In 1982, Ron Gruner, Craig Mundie, and Rich McAndrew founded Alliant Computer Systems to build parallel supercomputers. Their goal was to build a machine that used multiprocessing to achieve better performance than the fastest single-CPU machines, but in a way that was transparent to developers.
In 1985, after 3 years of work, they’d done it, and for the next several years Alliant was one of the leading players in the turbulent parallel computer industry. But the company lost its way; Gruner left in 1991 after disagreement about the company’s direction; and a year later Alliant filed for bankruptcy.
Looking for something to do next, Gruner started a new company at the opposite end of the spectrum: a web-based service business. His experience as CEO of Alliant had taught him the importance of investor relations.

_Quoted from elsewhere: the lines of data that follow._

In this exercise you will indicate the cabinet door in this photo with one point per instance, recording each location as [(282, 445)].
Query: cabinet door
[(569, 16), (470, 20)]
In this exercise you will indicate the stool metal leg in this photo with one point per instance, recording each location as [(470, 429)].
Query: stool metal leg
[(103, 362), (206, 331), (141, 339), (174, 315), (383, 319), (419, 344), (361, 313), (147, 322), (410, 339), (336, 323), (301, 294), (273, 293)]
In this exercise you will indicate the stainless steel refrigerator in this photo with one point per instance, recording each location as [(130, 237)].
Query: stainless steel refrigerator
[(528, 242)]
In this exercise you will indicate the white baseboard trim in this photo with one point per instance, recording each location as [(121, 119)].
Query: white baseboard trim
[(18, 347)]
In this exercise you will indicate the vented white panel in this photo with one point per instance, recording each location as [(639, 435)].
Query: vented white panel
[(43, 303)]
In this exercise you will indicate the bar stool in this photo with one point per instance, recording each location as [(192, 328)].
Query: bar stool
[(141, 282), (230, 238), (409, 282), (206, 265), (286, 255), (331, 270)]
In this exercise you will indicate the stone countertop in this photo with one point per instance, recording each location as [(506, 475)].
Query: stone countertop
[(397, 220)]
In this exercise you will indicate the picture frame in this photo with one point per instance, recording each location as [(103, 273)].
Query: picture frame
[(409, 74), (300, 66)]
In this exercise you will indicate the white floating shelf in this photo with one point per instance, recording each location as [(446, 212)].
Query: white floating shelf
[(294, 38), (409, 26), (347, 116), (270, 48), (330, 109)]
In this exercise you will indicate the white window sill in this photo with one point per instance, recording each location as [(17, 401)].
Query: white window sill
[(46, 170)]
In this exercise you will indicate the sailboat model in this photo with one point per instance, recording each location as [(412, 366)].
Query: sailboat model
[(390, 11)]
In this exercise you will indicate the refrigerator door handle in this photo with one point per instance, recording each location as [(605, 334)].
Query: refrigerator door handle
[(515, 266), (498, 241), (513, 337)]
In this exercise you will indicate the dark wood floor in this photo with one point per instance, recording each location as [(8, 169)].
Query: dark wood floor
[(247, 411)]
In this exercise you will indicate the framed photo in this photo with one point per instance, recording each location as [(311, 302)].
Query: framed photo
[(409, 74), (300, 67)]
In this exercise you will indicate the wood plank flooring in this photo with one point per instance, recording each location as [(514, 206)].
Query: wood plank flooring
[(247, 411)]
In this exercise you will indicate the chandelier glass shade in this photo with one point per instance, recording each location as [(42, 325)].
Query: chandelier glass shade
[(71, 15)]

In 1992, he founded Shareholder.com with the goal of using technology to automate the process. Shareholder.com grew steadily, and in February 2006 was acquired by NASDAQ.
Before reading the case study, I’ve never thought that there was Alliant Computer Systems and Shareholder.com in our industry because I’ve never been heard of it even once in my life.
Gruner really had three jobs in his life, starting with Data General in 1969. He moved up from Oklahoma to Massachusetts to work for Data General, which got a lot of visibility in the late ‘60s, even though it was a very small company. He started as their 43rd employee and saw them grow to over 15,000 when he left in 1982.
After reading the study, I’ve learned that you must be decisive in making choices because the success of the business will depend on it. You must also be well motivated to surpass all things especially big problems. And be ready of competitors that will block your way to the gate of success.